Inúmeras pessoas, ao descobrirem a vida cristã, encontraram a alegria mais profunda. Também por isso, a cena que nos narra o Evangelho não pertence apenas ao passado. Todos nós trazemos na alma desejos profundos que só o Senhor pode saciar. Podemos pedir a Deus que nos torne capazes de reconhecer essa nostalgia do seu rosto, esses sinais da sede de Cristo também nos outros. E que saibamos transmitir a quem nos rodeia a sua verdadeira imagem: a imagem desse Cristo que se afasta um pouco da margem para que todos, mesmo os mais afastados, O possam ver e ouvir.

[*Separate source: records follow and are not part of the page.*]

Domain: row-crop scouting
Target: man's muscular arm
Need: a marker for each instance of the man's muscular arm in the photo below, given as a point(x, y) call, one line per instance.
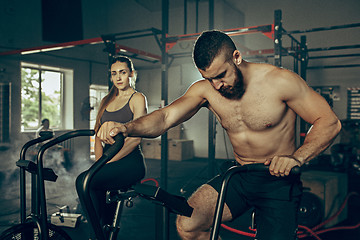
point(312, 108)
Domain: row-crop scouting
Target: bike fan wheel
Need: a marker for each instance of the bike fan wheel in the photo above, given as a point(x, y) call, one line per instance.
point(29, 231)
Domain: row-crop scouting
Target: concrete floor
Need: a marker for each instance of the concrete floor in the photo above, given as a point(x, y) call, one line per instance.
point(139, 222)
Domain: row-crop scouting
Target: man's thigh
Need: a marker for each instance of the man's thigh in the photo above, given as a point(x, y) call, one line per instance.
point(277, 220)
point(203, 200)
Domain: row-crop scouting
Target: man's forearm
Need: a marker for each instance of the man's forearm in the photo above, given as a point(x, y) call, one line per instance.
point(318, 139)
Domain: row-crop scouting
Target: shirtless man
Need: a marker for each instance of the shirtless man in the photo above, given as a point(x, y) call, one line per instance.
point(257, 105)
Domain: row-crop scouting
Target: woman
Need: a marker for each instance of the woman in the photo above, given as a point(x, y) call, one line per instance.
point(121, 104)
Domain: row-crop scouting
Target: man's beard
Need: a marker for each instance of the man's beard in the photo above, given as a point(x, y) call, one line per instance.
point(236, 91)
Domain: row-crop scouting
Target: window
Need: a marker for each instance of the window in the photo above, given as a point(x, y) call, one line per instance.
point(42, 96)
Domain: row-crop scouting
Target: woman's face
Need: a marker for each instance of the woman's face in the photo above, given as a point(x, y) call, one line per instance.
point(120, 75)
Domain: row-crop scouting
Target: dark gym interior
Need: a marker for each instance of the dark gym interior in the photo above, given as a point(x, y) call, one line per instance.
point(67, 44)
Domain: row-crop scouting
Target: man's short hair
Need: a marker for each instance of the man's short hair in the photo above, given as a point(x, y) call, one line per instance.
point(209, 45)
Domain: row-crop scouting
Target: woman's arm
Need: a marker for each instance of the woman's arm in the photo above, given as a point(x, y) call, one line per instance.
point(138, 106)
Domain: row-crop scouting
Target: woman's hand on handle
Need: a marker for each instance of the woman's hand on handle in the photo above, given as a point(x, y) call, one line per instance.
point(110, 129)
point(281, 165)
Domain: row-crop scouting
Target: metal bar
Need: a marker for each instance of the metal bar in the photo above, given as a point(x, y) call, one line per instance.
point(230, 32)
point(325, 28)
point(133, 32)
point(335, 66)
point(334, 48)
point(185, 16)
point(53, 47)
point(212, 119)
point(122, 48)
point(336, 56)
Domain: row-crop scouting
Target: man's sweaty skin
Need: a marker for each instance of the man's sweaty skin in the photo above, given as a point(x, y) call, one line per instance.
point(260, 124)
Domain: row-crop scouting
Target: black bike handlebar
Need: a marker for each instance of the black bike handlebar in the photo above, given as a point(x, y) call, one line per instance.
point(256, 167)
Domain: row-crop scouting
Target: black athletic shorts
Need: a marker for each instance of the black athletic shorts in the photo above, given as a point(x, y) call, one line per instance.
point(276, 200)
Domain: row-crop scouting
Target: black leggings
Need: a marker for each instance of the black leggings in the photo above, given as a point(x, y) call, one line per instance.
point(113, 176)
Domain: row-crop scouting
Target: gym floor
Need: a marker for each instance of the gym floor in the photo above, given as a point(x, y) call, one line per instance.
point(139, 222)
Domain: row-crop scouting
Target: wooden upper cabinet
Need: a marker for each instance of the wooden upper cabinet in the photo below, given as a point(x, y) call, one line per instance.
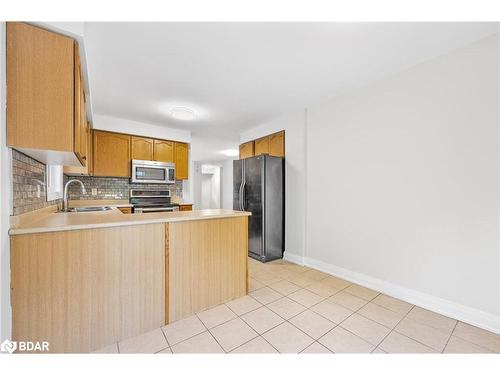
point(142, 148)
point(262, 146)
point(111, 154)
point(80, 120)
point(246, 150)
point(277, 144)
point(40, 89)
point(181, 160)
point(163, 151)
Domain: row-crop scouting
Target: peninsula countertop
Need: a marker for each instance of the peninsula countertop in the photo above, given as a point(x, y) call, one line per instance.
point(56, 221)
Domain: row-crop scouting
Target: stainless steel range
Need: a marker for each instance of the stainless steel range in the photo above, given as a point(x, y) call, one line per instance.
point(151, 201)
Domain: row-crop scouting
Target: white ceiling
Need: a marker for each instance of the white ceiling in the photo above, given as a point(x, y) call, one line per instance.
point(238, 75)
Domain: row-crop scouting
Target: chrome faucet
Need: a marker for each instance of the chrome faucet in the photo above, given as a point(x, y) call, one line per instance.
point(65, 194)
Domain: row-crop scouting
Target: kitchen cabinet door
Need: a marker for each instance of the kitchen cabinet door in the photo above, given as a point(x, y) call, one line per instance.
point(277, 144)
point(40, 89)
point(111, 154)
point(142, 148)
point(163, 151)
point(262, 146)
point(246, 150)
point(181, 160)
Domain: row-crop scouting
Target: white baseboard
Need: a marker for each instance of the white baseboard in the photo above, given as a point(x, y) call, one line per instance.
point(442, 306)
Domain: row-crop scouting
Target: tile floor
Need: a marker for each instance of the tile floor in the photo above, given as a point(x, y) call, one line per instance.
point(295, 309)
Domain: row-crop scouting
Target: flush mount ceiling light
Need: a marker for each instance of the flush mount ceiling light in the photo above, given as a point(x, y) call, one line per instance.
point(230, 152)
point(182, 113)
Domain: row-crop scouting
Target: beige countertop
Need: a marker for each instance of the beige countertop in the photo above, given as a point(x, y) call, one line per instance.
point(50, 221)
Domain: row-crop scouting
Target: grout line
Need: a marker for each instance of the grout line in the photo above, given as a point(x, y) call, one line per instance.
point(208, 330)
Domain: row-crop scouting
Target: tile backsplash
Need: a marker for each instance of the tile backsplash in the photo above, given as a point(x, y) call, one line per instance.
point(28, 177)
point(116, 188)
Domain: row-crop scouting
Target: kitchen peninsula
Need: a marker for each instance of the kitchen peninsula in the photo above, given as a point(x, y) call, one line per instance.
point(82, 281)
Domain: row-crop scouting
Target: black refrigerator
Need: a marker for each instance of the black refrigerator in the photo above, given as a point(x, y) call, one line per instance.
point(259, 187)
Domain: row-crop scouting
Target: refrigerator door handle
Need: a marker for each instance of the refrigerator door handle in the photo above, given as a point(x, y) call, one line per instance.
point(239, 196)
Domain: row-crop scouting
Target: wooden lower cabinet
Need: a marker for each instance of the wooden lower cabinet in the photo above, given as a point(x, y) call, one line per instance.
point(207, 264)
point(84, 289)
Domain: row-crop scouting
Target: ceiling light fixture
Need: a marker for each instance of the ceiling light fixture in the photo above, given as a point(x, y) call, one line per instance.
point(182, 113)
point(230, 152)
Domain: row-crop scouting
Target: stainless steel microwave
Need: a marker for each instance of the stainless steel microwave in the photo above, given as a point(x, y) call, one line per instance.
point(153, 172)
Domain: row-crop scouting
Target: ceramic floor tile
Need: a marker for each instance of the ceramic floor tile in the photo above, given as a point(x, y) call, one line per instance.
point(392, 304)
point(254, 284)
point(381, 315)
point(287, 338)
point(297, 268)
point(365, 328)
point(165, 351)
point(284, 287)
point(316, 348)
point(432, 319)
point(458, 345)
point(312, 323)
point(202, 343)
point(110, 349)
point(336, 282)
point(232, 334)
point(216, 315)
point(262, 319)
point(265, 277)
point(478, 336)
point(331, 311)
point(315, 275)
point(243, 305)
point(348, 300)
point(339, 340)
point(256, 346)
point(322, 289)
point(266, 295)
point(300, 280)
point(422, 333)
point(305, 297)
point(183, 329)
point(147, 343)
point(397, 343)
point(286, 308)
point(362, 292)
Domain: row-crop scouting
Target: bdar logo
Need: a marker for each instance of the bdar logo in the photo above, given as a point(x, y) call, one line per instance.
point(8, 346)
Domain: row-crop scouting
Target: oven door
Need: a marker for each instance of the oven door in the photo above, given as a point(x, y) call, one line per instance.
point(149, 174)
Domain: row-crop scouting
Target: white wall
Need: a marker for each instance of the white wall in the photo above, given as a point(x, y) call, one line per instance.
point(5, 202)
point(227, 184)
point(403, 185)
point(295, 175)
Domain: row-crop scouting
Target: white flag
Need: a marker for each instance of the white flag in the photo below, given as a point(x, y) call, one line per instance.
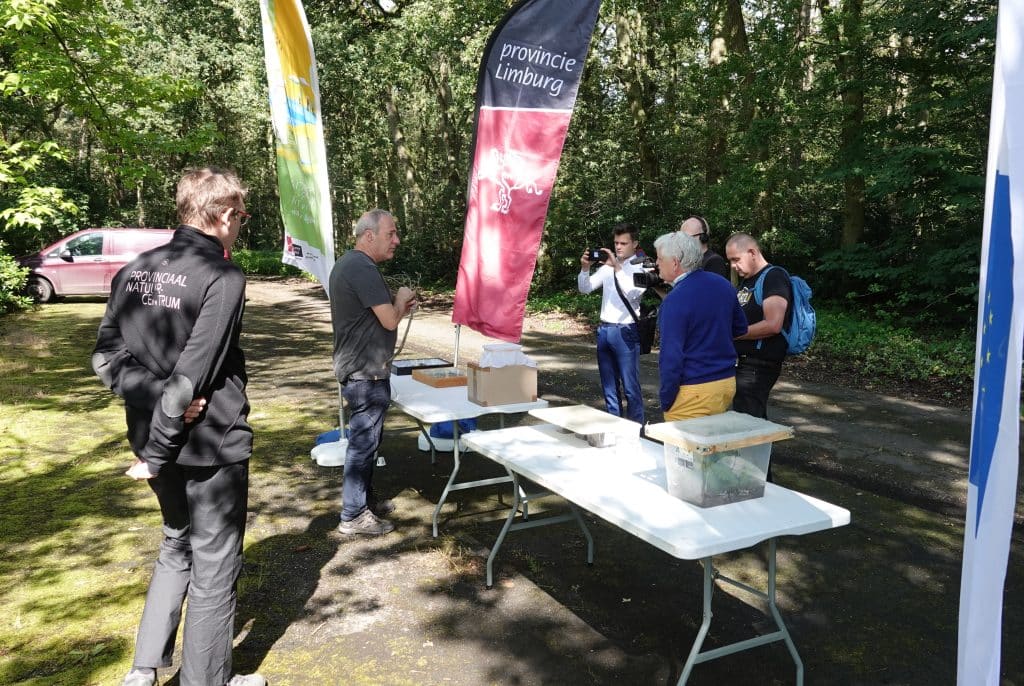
point(995, 431)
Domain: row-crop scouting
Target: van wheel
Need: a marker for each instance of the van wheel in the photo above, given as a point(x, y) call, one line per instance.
point(40, 290)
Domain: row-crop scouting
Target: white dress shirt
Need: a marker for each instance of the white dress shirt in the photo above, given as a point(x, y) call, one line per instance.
point(612, 309)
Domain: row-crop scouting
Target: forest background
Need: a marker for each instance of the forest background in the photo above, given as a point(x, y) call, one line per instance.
point(849, 136)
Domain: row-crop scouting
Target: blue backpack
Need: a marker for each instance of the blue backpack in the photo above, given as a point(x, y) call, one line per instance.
point(804, 323)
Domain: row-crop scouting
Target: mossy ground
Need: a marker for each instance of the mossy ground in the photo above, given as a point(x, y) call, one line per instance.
point(871, 603)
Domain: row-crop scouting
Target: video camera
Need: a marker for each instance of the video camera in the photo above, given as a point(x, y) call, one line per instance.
point(649, 276)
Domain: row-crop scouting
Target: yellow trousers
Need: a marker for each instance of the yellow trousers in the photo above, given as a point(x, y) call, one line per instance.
point(713, 397)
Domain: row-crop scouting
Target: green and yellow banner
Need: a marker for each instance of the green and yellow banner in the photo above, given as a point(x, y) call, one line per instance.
point(295, 111)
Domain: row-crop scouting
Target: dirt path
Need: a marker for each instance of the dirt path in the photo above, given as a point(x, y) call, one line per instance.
point(871, 603)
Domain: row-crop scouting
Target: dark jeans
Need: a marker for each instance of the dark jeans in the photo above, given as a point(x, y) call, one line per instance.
point(619, 360)
point(368, 402)
point(204, 512)
point(755, 379)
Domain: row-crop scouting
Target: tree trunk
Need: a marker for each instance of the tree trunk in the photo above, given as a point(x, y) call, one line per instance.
point(850, 66)
point(409, 187)
point(632, 38)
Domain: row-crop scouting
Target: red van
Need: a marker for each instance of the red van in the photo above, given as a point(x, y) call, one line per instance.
point(84, 263)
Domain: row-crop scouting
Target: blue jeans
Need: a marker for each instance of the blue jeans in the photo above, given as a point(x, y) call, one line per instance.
point(368, 402)
point(619, 361)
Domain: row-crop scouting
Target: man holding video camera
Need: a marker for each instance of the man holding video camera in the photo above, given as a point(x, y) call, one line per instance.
point(617, 338)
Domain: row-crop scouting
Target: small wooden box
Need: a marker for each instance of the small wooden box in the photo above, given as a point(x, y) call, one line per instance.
point(502, 385)
point(441, 377)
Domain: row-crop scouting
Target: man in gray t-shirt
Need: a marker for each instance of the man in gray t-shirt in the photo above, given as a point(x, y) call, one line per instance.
point(365, 318)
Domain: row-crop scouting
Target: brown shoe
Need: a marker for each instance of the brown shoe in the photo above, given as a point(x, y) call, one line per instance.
point(367, 523)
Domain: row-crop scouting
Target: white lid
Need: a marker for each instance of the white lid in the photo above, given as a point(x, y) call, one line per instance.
point(585, 420)
point(727, 431)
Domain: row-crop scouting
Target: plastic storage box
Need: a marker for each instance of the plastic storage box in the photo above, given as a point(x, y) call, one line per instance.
point(719, 459)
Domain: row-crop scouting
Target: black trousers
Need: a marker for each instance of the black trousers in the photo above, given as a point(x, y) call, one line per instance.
point(755, 379)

Afã apostólico e filiação divina
No final desta passagem do Evangelho, Jesus convida Pedro, Tiago e João a segui-l’O. É impressionante pensar que, poucos anos depois, o seu zelo apostólico levou a Boa Nova a muitos lugares importantes da época, incluindo a própria Roma. Os primeiros cristãos, apesar de sofrerem perseguições e incompreensões, sabiam que o mundo lhes pertencia. «Este é o espírito missionário que nos deve animar – comenta o Papa Leão XIV –, sem nos fecharmos no nosso pequeno grupo nem nos sentirmos superiores ao mundo; somos chamados a oferecer a todos o amor de Deus, para que se realize aquela unidade que não anula as diferenças, mas valoriza a história pessoal de cada um e a cultura social e religiosa de cada povo» (Leão XIV, homilia, 18 de maio de 2025).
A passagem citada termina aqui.